Using Praat to synthesize speech from Vocal Tract Area functions

New functionality was introduced in Praat 5.3.14 and is still under development. Future versions will allow the direct creation of Vocal Tract Tiers from LPC objects and LPC filtering of (source) sounds with sample-frequencies and durations that differ from those of the LPC analysis. Be aware that this code has not been tested extensively, so there will be bugs.
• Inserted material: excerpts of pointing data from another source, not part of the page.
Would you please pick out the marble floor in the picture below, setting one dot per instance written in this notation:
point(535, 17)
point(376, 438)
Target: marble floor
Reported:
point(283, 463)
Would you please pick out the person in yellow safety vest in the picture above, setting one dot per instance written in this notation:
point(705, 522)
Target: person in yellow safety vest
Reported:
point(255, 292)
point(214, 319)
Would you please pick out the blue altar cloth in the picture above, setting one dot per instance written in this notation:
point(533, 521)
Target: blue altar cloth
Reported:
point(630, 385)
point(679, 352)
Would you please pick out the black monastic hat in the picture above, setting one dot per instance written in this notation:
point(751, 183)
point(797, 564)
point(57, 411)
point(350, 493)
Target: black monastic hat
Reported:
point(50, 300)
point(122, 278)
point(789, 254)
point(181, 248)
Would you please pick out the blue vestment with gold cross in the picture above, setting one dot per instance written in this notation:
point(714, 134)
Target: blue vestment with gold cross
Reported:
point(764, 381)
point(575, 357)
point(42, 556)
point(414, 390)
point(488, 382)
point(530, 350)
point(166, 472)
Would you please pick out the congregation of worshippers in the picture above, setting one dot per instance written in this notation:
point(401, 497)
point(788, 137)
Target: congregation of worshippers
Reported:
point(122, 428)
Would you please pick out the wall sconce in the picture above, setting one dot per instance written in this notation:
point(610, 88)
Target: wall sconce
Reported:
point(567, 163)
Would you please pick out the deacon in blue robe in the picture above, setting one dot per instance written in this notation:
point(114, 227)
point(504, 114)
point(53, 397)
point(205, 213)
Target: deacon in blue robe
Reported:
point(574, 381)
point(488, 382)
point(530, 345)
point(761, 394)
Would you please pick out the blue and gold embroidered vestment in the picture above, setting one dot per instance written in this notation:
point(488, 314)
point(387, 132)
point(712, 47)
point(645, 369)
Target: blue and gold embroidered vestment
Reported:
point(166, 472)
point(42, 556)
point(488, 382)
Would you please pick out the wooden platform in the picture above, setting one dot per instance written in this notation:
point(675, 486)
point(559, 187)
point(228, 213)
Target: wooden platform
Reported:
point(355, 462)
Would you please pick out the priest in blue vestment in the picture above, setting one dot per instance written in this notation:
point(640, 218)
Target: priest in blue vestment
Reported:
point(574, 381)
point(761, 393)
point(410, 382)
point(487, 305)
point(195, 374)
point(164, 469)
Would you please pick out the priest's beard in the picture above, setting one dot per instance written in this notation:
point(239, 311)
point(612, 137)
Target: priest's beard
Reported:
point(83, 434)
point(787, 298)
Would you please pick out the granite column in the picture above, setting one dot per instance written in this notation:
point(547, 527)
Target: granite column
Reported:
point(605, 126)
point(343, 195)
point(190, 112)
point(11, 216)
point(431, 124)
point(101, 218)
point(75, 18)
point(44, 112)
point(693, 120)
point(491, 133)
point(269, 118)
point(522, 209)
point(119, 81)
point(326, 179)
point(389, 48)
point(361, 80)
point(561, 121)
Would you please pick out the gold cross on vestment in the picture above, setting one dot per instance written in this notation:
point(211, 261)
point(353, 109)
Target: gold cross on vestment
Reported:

Links to Real Time MRI and articulatory synthesis

Examples of manipulations using Vocal Tract Area functions in praat

In Praat it is possible to calculate a vocal tract area function that is equivalent to a certain (vowel) sound. The sound can then be resynthesized using the calculated vocal tract area function as a filter. The vocal tract area functions can be manipulated and modified before resynthesis. In the list below, you find some example vocal tract area functions of sustained /a/, /i/, and /y/, and the resynthesized sounds.

Female speaker

Blend two vocal tracts: Paste the lips of an /y/ onto the vocal tract of an /i/. That is append the last four segments of /y/ to /i/ vocal tract function, adapt length etc.:

Male speaker

Blend two vocal tracts: Paste the lips of an /y/ onto the vocal tract of an /i/. That is append the last two segments of /y/ to /i/ vocal tract function, adapt length etc.:

Attaching measured areas to a Vocal Tract Area functions in praat

Take measured areas from MRI slices of the lips, and attach them to an existing Vocal Tract Area function. Start with the recordings of /i/ and /y/ of the female speaker above. Areas for her lips were determined using an MRI image. Starting from the teeth (X=0) go outward. Only every third slice was used. Slice thickness was 1.4064 mm and the area value is positioned at slice midpoint. All values are recalculated to meters.
X /i/ (m2) /y/ (m2) /a/ (m2)
0.0007032 0.00024051 0.00017821 0.00062801
0.0049224 0.000366 0.00012811 0.00043362
0.0091416 0.00035899 0.00008623 0.00037098
0.0133608 - 0.00001303 0.00039874
0.01758 - - 0.00037381
Start with the original recorded vowels /i/ and /y/ from the female voice. Convert them to LPC -> VocalTract with order 30 and length 0.17 (/i/ VocalTract) and order 32 and length 0.1756 (/y/ VocalTract). Replace the last three sections in the original /i/ VocalTract with the values from the table for /i/ and /y/, For the /y/ table values, adapt the number of sections of the resulting VocalTract to 31 and length to 0.1756. The same is done for the last four sections of the original /y/ VocalTract. But now the number of sections for the /i/ table values is reduced to 31 and the length to 0.17. The two original and four new VocalTracts can then be resynthesized like was done above.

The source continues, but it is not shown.